Documentation updates:
- Clarified chat app behavior when models return JSON-shaped assistant content (for example {"response":"..."}) and documented content:json diagnostics.
- Documented example server sampling defaults (penalty=1.0, top_p=0.95, min_p=0.05) and added a CLI README batch parity-matrix usage example.
Chat app backend/status fixes:
- Backend switching now preserves configured gpuLayers while still allowing load-time CPU enforcement.
- Runtime backend labeling and GPU activity diagnostics now follow effective user selection, preventing false "VULKAN active" status when CPU mode is selected.
Context size auto mode:
- Restored support for Context Size: Auto by preserving 0 in persisted settings and passing auto behavior through to session context-limit resolution.

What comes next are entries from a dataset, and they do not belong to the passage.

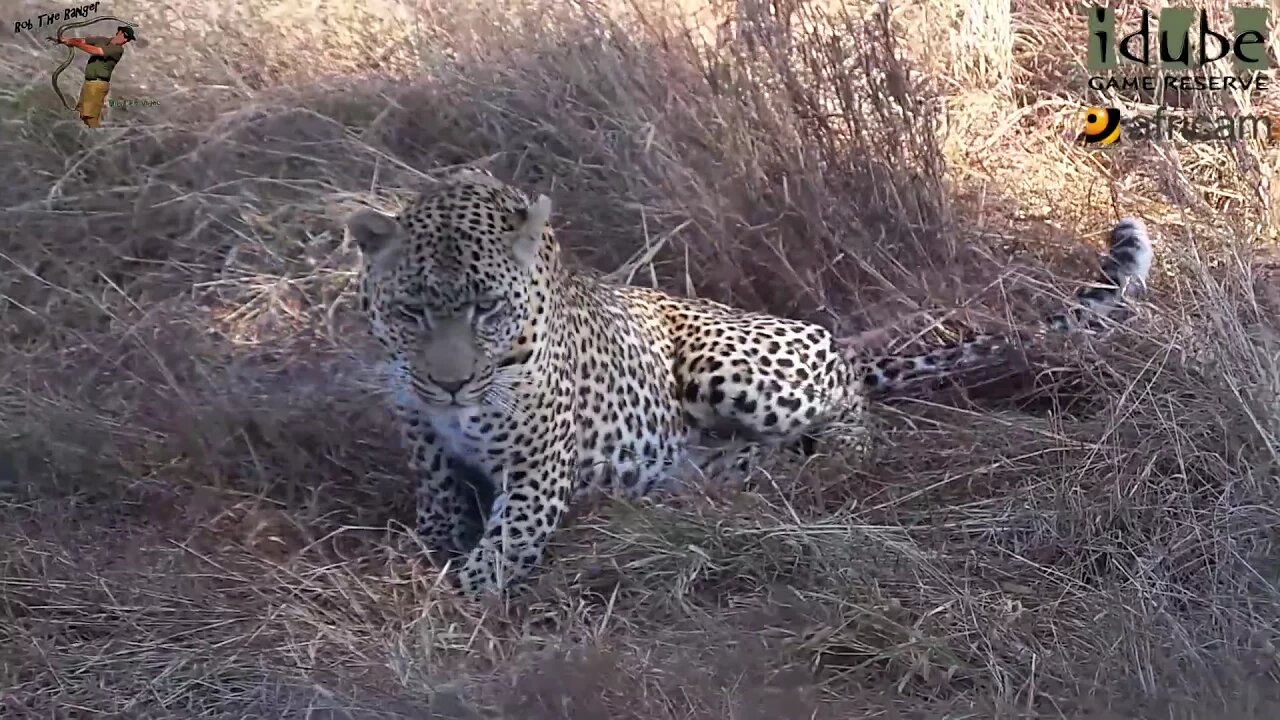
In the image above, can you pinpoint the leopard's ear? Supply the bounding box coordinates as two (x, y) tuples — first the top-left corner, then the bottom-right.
(343, 208), (399, 256)
(511, 195), (552, 268)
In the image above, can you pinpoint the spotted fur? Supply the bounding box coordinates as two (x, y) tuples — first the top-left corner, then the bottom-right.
(347, 170), (1149, 596)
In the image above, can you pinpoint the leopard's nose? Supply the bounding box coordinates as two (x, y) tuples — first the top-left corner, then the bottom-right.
(431, 378), (471, 395)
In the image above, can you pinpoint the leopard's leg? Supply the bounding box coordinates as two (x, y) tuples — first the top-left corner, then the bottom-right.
(454, 416), (577, 597)
(401, 409), (493, 566)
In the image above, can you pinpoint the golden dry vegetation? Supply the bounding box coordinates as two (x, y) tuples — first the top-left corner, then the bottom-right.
(0, 0), (1280, 720)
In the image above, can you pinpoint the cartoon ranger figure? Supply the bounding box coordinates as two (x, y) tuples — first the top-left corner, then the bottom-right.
(49, 26), (134, 128)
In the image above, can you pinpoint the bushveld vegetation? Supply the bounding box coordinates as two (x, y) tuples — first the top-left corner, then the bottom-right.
(0, 0), (1280, 720)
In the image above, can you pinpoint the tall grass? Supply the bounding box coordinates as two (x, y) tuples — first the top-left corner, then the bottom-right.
(0, 0), (1280, 719)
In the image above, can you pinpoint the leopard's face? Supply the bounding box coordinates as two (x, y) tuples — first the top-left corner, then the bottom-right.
(347, 166), (550, 407)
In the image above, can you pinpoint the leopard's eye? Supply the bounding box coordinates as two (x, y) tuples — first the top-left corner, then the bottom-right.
(392, 302), (426, 323)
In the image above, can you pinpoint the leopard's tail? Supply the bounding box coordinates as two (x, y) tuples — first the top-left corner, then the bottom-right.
(849, 218), (1155, 395)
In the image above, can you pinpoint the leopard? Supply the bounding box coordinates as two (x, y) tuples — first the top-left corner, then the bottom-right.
(344, 167), (1152, 598)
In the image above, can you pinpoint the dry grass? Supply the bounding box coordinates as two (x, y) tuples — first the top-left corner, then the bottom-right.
(0, 0), (1280, 719)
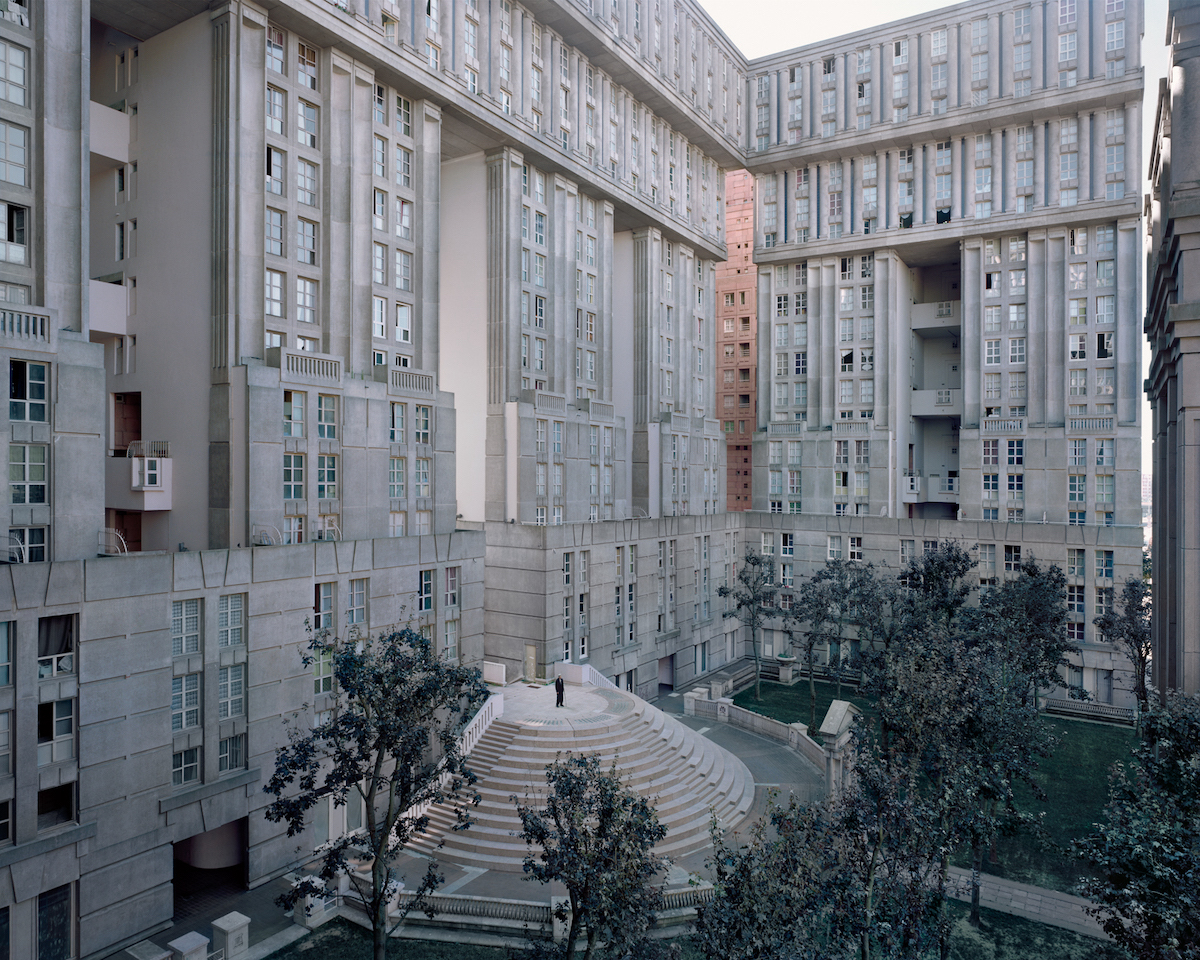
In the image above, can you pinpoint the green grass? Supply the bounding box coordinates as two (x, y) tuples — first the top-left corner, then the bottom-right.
(270, 919), (708, 960)
(733, 674), (875, 733)
(949, 902), (1126, 960)
(733, 678), (1134, 893)
(270, 919), (508, 960)
(984, 718), (1134, 893)
(271, 902), (1123, 960)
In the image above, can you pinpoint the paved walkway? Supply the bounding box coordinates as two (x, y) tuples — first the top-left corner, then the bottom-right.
(131, 684), (1104, 960)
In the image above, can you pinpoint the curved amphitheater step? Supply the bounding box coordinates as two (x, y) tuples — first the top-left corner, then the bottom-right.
(409, 683), (754, 872)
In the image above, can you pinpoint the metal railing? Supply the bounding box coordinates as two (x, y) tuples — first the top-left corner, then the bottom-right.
(0, 310), (50, 343)
(250, 523), (283, 547)
(100, 527), (130, 557)
(1067, 416), (1112, 433)
(125, 440), (170, 460)
(391, 370), (433, 396)
(284, 350), (342, 380)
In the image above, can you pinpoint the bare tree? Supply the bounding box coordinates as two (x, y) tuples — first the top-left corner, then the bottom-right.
(716, 550), (780, 700)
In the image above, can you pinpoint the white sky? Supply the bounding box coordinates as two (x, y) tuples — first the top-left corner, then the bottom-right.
(700, 0), (1166, 473)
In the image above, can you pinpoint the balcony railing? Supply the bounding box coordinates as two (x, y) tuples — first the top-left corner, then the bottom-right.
(125, 440), (170, 460)
(287, 350), (342, 380)
(0, 310), (50, 343)
(100, 527), (130, 557)
(0, 0), (29, 26)
(1067, 416), (1112, 433)
(37, 652), (74, 680)
(980, 416), (1025, 433)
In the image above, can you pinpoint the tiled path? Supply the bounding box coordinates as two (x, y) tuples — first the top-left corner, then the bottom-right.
(122, 684), (1104, 960)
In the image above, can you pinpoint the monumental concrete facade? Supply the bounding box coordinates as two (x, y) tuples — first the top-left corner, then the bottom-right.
(0, 0), (1140, 958)
(716, 170), (758, 510)
(745, 2), (1142, 703)
(1146, 2), (1200, 694)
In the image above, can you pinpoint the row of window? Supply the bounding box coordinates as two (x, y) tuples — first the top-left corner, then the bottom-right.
(283, 390), (433, 444)
(283, 454), (433, 501)
(756, 6), (1126, 144)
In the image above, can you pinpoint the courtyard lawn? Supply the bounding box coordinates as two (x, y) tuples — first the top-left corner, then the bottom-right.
(984, 716), (1134, 893)
(950, 902), (1126, 960)
(733, 674), (875, 736)
(733, 678), (1134, 893)
(262, 902), (1123, 960)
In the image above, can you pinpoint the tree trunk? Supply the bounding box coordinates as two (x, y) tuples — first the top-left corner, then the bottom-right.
(750, 626), (762, 701)
(368, 857), (388, 960)
(563, 904), (580, 960)
(809, 647), (817, 737)
(371, 905), (388, 960)
(971, 844), (983, 930)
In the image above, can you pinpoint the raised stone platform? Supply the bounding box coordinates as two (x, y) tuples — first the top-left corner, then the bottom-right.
(410, 682), (755, 872)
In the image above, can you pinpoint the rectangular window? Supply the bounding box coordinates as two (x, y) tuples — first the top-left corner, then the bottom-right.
(218, 593), (246, 647)
(266, 209), (283, 257)
(8, 444), (47, 504)
(388, 457), (404, 500)
(171, 746), (200, 782)
(396, 144), (413, 187)
(317, 394), (337, 440)
(283, 454), (304, 500)
(416, 570), (436, 612)
(217, 664), (246, 720)
(317, 454), (337, 500)
(296, 160), (317, 206)
(170, 673), (200, 731)
(217, 733), (246, 773)
(283, 390), (305, 437)
(413, 458), (432, 497)
(296, 100), (317, 148)
(170, 600), (200, 656)
(8, 360), (49, 424)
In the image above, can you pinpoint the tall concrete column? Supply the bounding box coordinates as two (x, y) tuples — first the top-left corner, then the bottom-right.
(1114, 223), (1142, 424)
(1025, 230), (1066, 425)
(626, 228), (662, 517)
(417, 99), (442, 370)
(871, 43), (884, 126)
(959, 238), (983, 428)
(946, 23), (971, 109)
(833, 54), (848, 133)
(875, 150), (896, 230)
(1030, 0), (1057, 92)
(1033, 120), (1041, 206)
(1042, 120), (1062, 206)
(988, 13), (998, 103)
(809, 257), (838, 430)
(990, 130), (1013, 214)
(950, 137), (974, 221)
(912, 143), (925, 227)
(872, 251), (899, 430)
(1078, 110), (1104, 203)
(1124, 100), (1141, 197)
(1076, 4), (1089, 80)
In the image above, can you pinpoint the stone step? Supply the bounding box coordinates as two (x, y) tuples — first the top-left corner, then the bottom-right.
(412, 694), (754, 871)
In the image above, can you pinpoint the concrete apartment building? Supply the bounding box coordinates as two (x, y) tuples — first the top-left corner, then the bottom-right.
(716, 170), (758, 511)
(1146, 0), (1200, 694)
(746, 0), (1142, 703)
(0, 0), (744, 958)
(0, 0), (1141, 958)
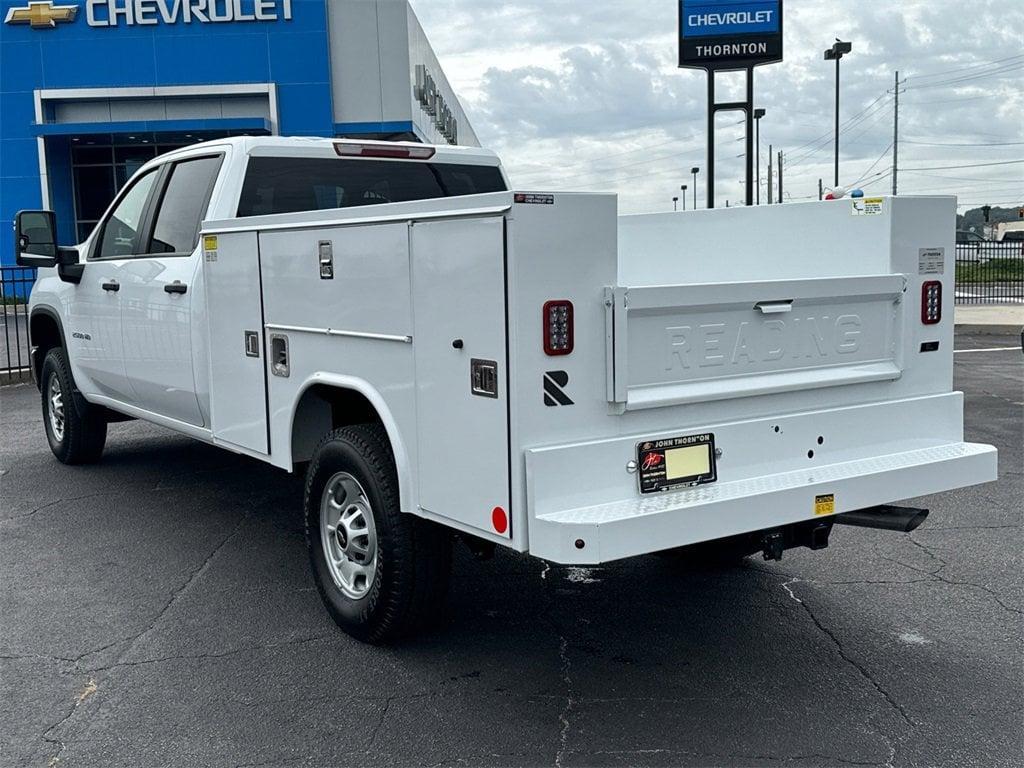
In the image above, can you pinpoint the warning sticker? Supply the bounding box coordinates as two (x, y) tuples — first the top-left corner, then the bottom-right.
(850, 198), (886, 216)
(203, 234), (217, 261)
(814, 494), (836, 515)
(918, 248), (946, 274)
(514, 193), (555, 206)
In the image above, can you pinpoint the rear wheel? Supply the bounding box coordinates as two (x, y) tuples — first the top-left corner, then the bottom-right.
(304, 424), (452, 643)
(41, 347), (106, 464)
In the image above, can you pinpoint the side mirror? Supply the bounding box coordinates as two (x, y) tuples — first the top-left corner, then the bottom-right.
(14, 211), (57, 267)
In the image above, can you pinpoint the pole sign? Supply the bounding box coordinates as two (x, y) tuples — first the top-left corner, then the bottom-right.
(679, 0), (782, 71)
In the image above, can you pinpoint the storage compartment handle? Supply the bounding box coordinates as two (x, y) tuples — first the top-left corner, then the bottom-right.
(754, 299), (793, 314)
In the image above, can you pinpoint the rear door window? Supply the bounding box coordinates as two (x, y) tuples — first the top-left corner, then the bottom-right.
(146, 156), (221, 254)
(238, 157), (506, 216)
(95, 169), (158, 259)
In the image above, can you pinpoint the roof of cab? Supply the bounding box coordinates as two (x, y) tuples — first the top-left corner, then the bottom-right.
(157, 136), (501, 166)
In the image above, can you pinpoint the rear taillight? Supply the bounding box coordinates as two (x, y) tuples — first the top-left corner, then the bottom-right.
(544, 300), (573, 356)
(921, 280), (942, 326)
(334, 141), (436, 160)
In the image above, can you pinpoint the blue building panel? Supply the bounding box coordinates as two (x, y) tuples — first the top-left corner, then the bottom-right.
(0, 0), (334, 264)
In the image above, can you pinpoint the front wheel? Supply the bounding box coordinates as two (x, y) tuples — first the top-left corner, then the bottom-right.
(41, 347), (106, 464)
(304, 424), (452, 644)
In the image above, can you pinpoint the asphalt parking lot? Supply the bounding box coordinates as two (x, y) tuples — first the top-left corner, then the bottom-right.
(0, 327), (1024, 767)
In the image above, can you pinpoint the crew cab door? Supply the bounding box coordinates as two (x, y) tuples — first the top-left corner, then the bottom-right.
(121, 154), (223, 426)
(65, 169), (160, 402)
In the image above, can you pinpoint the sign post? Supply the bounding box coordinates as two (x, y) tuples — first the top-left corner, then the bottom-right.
(679, 0), (782, 208)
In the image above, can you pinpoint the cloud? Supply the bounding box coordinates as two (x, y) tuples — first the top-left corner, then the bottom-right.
(414, 0), (1024, 211)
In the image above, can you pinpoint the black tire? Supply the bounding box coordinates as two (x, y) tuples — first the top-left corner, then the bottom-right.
(40, 347), (106, 464)
(303, 424), (452, 644)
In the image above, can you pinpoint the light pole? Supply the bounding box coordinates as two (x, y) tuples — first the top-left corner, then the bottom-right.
(754, 110), (765, 205)
(825, 38), (853, 186)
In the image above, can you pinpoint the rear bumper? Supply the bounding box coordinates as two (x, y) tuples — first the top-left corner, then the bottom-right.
(526, 394), (997, 564)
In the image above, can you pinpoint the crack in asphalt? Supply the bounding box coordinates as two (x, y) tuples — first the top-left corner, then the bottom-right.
(42, 507), (249, 768)
(42, 675), (98, 768)
(0, 490), (124, 525)
(87, 635), (334, 672)
(555, 635), (575, 768)
(781, 578), (916, 739)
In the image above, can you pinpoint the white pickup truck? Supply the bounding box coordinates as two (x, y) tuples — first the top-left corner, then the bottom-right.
(15, 137), (996, 642)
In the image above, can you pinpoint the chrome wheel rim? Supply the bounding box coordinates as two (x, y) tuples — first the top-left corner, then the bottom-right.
(321, 472), (377, 600)
(47, 374), (65, 442)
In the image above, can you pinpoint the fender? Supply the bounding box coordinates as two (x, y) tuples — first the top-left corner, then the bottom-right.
(279, 372), (416, 512)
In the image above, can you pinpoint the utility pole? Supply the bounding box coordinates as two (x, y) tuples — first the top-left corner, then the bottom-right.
(825, 38), (853, 186)
(778, 150), (782, 203)
(754, 110), (765, 205)
(893, 70), (899, 197)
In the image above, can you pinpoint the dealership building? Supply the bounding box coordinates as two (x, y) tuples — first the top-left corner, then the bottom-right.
(0, 0), (478, 264)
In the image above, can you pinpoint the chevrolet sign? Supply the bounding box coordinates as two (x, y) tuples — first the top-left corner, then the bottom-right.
(4, 0), (78, 29)
(679, 0), (782, 70)
(85, 0), (292, 27)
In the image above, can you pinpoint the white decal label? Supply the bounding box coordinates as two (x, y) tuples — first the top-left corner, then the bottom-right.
(850, 198), (886, 216)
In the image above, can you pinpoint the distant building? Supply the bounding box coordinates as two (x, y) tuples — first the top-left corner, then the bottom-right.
(0, 0), (478, 264)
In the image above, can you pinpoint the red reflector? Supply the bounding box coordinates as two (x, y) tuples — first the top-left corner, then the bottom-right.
(544, 299), (575, 356)
(334, 141), (436, 160)
(921, 280), (942, 326)
(490, 507), (509, 534)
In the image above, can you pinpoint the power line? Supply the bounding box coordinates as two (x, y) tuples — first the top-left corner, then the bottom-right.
(910, 53), (1024, 80)
(907, 61), (1024, 90)
(903, 138), (1024, 146)
(790, 92), (887, 155)
(850, 141), (895, 186)
(902, 160), (1024, 171)
(787, 93), (889, 168)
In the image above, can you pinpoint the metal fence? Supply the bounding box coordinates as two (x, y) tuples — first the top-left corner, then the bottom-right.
(956, 241), (1024, 304)
(0, 266), (36, 384)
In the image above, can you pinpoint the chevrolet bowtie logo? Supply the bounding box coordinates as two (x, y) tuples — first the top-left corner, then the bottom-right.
(4, 0), (78, 29)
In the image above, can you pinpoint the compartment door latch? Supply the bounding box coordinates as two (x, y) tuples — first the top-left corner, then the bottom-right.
(316, 240), (334, 280)
(469, 357), (498, 397)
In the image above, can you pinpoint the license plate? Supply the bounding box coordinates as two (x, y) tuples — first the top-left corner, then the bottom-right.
(637, 432), (718, 494)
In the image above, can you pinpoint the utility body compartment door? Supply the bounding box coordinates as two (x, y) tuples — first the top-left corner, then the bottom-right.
(200, 231), (270, 455)
(410, 217), (511, 539)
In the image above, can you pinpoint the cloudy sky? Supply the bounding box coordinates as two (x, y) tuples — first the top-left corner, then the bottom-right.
(413, 0), (1024, 213)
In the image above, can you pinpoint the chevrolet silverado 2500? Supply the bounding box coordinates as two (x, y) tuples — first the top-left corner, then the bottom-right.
(15, 137), (996, 642)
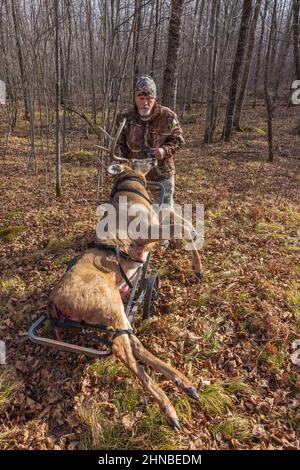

Tool-call parsing fixes (Hermes):
- Introduced staged double-brace recovery: parse as-is first, unwrap one outer {{...}} layer second, and only fall back to full _normalizeDoubleBraces when all braces are consistently doubled.
- Added a consistency gate to _normalizeDoubleBraces that bails out on mixed single/double brace payloads to prevent corruption of valid nested JSON.
Tool-call parsing fixes (Magistral):
- Broadened whitespace skipping in _extractJsonObject to handle \n, \r, and \t between [ARGS] and the JSON body.
Example app (basic_app):
- Replaced toList() buffering with await for streaming for real-time token yield.
- Added tools parameter to every follow-up create() call and bounded tool-execution loop with _maxToolRounds = 10.
Test coverage:
- Added chat app regression tests for backend switching behavior and context-size auto persistence.
- Added regression tests for Hermes wrapped+nested double-brace payloads and Magistral [ARGS] with newline/nested arguments.
Example rename (server):
- Renamed example/api_server to example/llamadart_server.
- Renamed the example package/bin entrypoint to llamadart_server.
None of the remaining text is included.